10 Nazi War Criminals Who Escaped Justice Because They Were Useful to the US

10 Nazi War Criminals Who Escaped Justice Because They Were Useful to the US

Khalid Elhassan - April 16, 2018

During WWII, thousands of German scientists, engineers, technicians, and other experts, participated in atrocities that could have resulted in prison or death sentences had they been prosecuted. However, many of them had knowledge and expertise deemed valuable by the war’s victors, who prioritized national interest above justice, and so put them to work instead of punishing them for their crimes. The main part of America’s share of that scramble for Nazi experts was Operation Paperclip, which recruited about 1600 of them. Many were saved from prosecutions for atrocities, and instead relocated to the US, where they became respectable citizens and went to work on a variety of government projects.

Following are ten Nazi war criminals who got away with it and escaped accountability because they were useful to the US.

Walter Schreiber Experimented On Auschwitz Inmates by Freezing Them, and Infected Other Prisoners With Gangrene

Doctor Walter Schreiber (1893 – 1970) was a prominent epidemiologist and highly regarded biology professor in the interwar years. During the Second World War, he rose to the rank of major general in the Wehrmacht Medical Service. He was also a member of the Reich Research Council, in which capacity he conducted cruel and sadistic medical experiments upon prisoners. After the war, he testified in the Nuremberg Trials against Herman Goering, worked for the CIA and the US military, and was thus shielded from accountability for his medical atrocities.

Schreiber was a medical student when WWI erupted in 1914, at which point he voluntarily enlisted in the German army.
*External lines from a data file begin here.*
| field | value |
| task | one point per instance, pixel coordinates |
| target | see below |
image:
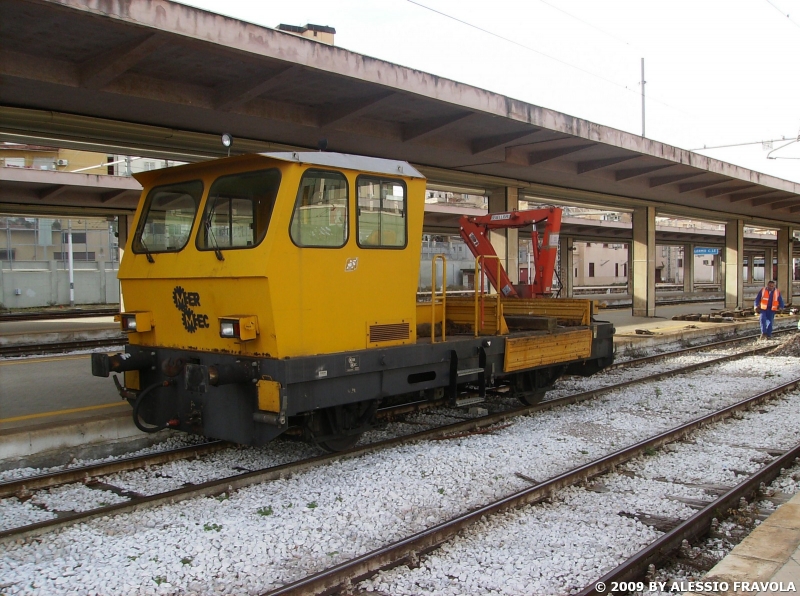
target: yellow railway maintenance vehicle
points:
(276, 291)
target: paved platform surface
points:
(57, 330)
(770, 554)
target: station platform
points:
(51, 331)
(52, 408)
(769, 556)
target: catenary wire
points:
(546, 55)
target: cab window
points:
(381, 213)
(238, 210)
(320, 211)
(167, 217)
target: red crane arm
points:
(475, 232)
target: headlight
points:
(243, 327)
(229, 328)
(129, 323)
(133, 322)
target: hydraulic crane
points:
(475, 232)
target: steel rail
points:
(59, 314)
(410, 548)
(699, 348)
(59, 347)
(692, 528)
(22, 486)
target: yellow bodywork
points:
(305, 301)
(542, 350)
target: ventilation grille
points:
(392, 332)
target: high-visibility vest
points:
(765, 298)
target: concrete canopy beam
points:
(99, 71)
(744, 196)
(656, 181)
(692, 186)
(337, 113)
(643, 257)
(597, 164)
(482, 144)
(423, 128)
(234, 95)
(734, 251)
(715, 192)
(631, 173)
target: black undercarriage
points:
(332, 397)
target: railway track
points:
(408, 550)
(634, 569)
(58, 314)
(60, 347)
(24, 487)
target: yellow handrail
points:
(479, 294)
(435, 299)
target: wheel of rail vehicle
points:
(530, 387)
(339, 428)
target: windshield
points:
(167, 217)
(238, 210)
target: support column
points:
(506, 242)
(734, 249)
(688, 268)
(643, 272)
(123, 223)
(769, 257)
(565, 246)
(785, 263)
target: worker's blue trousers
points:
(767, 320)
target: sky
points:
(717, 72)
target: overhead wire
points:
(546, 55)
(791, 20)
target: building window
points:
(76, 256)
(320, 212)
(77, 237)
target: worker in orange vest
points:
(768, 301)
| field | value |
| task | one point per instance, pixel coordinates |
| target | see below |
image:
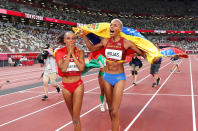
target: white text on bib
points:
(113, 54)
(72, 67)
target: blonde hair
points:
(121, 24)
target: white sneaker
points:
(102, 108)
(107, 106)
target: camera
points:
(42, 56)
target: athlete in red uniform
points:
(115, 51)
(96, 55)
(70, 61)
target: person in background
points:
(135, 64)
(154, 71)
(49, 73)
(71, 63)
(176, 61)
(11, 62)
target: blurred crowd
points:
(25, 38)
(184, 44)
(93, 15)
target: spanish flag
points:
(102, 30)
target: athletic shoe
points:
(44, 97)
(154, 85)
(102, 107)
(58, 89)
(134, 83)
(107, 106)
(158, 80)
(178, 71)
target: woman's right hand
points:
(81, 32)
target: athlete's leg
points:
(116, 101)
(101, 83)
(77, 104)
(108, 94)
(68, 96)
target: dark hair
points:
(60, 39)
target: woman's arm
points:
(92, 47)
(63, 64)
(81, 62)
(129, 44)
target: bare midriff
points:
(114, 67)
(70, 79)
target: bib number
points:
(113, 54)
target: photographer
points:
(135, 64)
(47, 60)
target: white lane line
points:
(137, 116)
(193, 102)
(30, 114)
(145, 94)
(37, 95)
(36, 87)
(42, 110)
(80, 117)
(124, 91)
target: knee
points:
(114, 113)
(132, 72)
(45, 84)
(76, 122)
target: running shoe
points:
(158, 80)
(44, 97)
(107, 106)
(58, 89)
(102, 109)
(134, 83)
(154, 85)
(178, 71)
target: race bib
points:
(113, 54)
(49, 67)
(72, 67)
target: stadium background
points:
(26, 26)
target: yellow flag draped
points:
(103, 30)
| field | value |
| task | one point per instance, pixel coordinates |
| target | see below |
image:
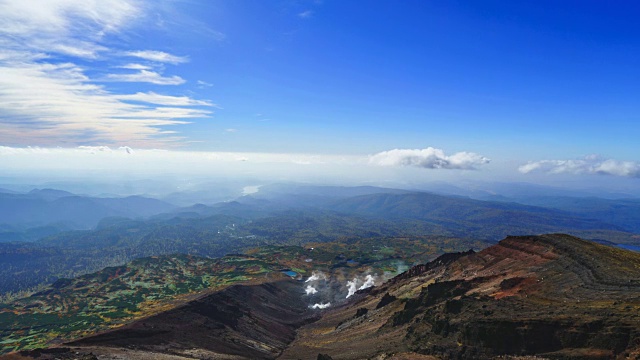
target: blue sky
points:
(527, 89)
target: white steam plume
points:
(321, 306)
(316, 275)
(368, 282)
(352, 287)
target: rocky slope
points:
(550, 296)
(554, 296)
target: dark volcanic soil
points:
(254, 321)
(553, 296)
(548, 296)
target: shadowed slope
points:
(551, 295)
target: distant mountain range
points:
(549, 296)
(42, 212)
(116, 230)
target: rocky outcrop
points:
(553, 296)
(252, 321)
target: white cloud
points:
(591, 164)
(203, 84)
(157, 56)
(148, 77)
(70, 27)
(135, 66)
(153, 98)
(48, 104)
(429, 158)
(48, 99)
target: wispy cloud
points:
(592, 164)
(153, 98)
(429, 158)
(135, 66)
(70, 27)
(147, 76)
(157, 56)
(49, 100)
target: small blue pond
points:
(630, 247)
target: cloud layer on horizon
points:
(592, 164)
(51, 93)
(429, 158)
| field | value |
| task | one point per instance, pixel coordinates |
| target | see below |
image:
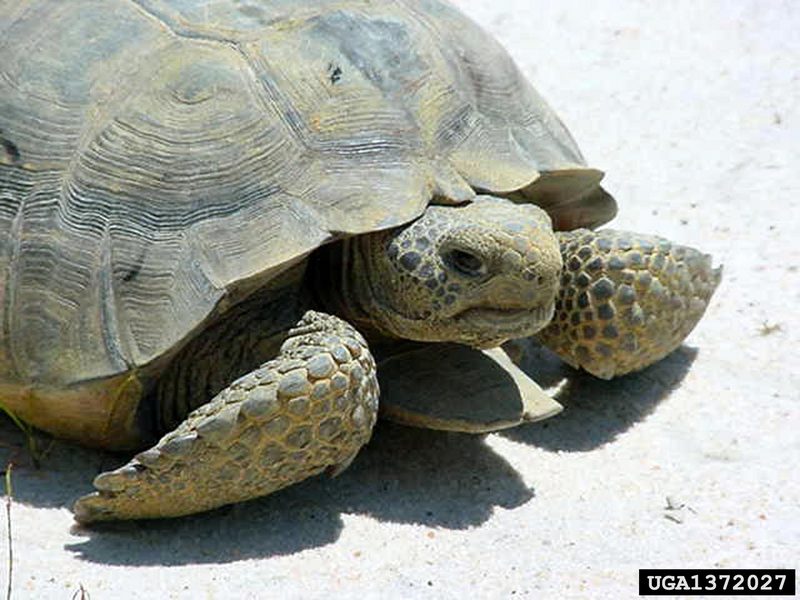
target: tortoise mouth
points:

He was wounded early in the conflict, and after his recovery resumed his studies, then served as a military doctor until war’s end. After the war, he became a professor of biology and hygiene, and became one of the world’s foremost experts on epidemics.

10 Nazi War Criminals Who Escaped Justice Because They Were Useful to the US
Doctor Walter Schreiber. Operation Paperclip

During the Nazi era, Schreiber introduced the use of lethal phenol injections “as a quick and convenient means of executing troublemakers“. During the war, he conducted experiments on prisoners in Auschwitz by freezing them in order to examine the effects of extreme cold. He conducted other sadistic medical experiments on female prisoners in Ravensbrueck concentration camp, by cutting open their legs and deliberately infecting them with gangrene, then giving them bone transplants. The subjects of his experiments usually suffered slow and agonizing deaths.

At war’s end, he was captured by the Red Army and taken to the USSR, where he was held in the infamous Lubyanka prison in poor conditions. His conditions improved when his captors discovered his true identity, and the Soviets put him to work providing medical care to high ranking German prisoners. He was produced at the Nuremberg Trials to testify against Herman Goering, who had been in charge of Germany’s biological weapons development.

In 1948, he evaded his handlers and made it to the West, where he was hired by the US military and the CIA to work as chief medical doctor in Camp King, a clandestine POW interrogation site in Germany. He was sent to the US in 1951 as part of Operation Paperclip, which recruited German scientists, engineers, and technicians, and sent them to the US to work for the government.

Schreiber began work at the Air Force School of Medicine in Texas, but the publication of newspaper articles soon thereafter about his medical atrocities led to a public outcry. So his intelligence handlers relocated him and his family to Argentina in 1952. There, he worked as an epidemiologist in a research laboratory, until his death from a heart attack in 1970.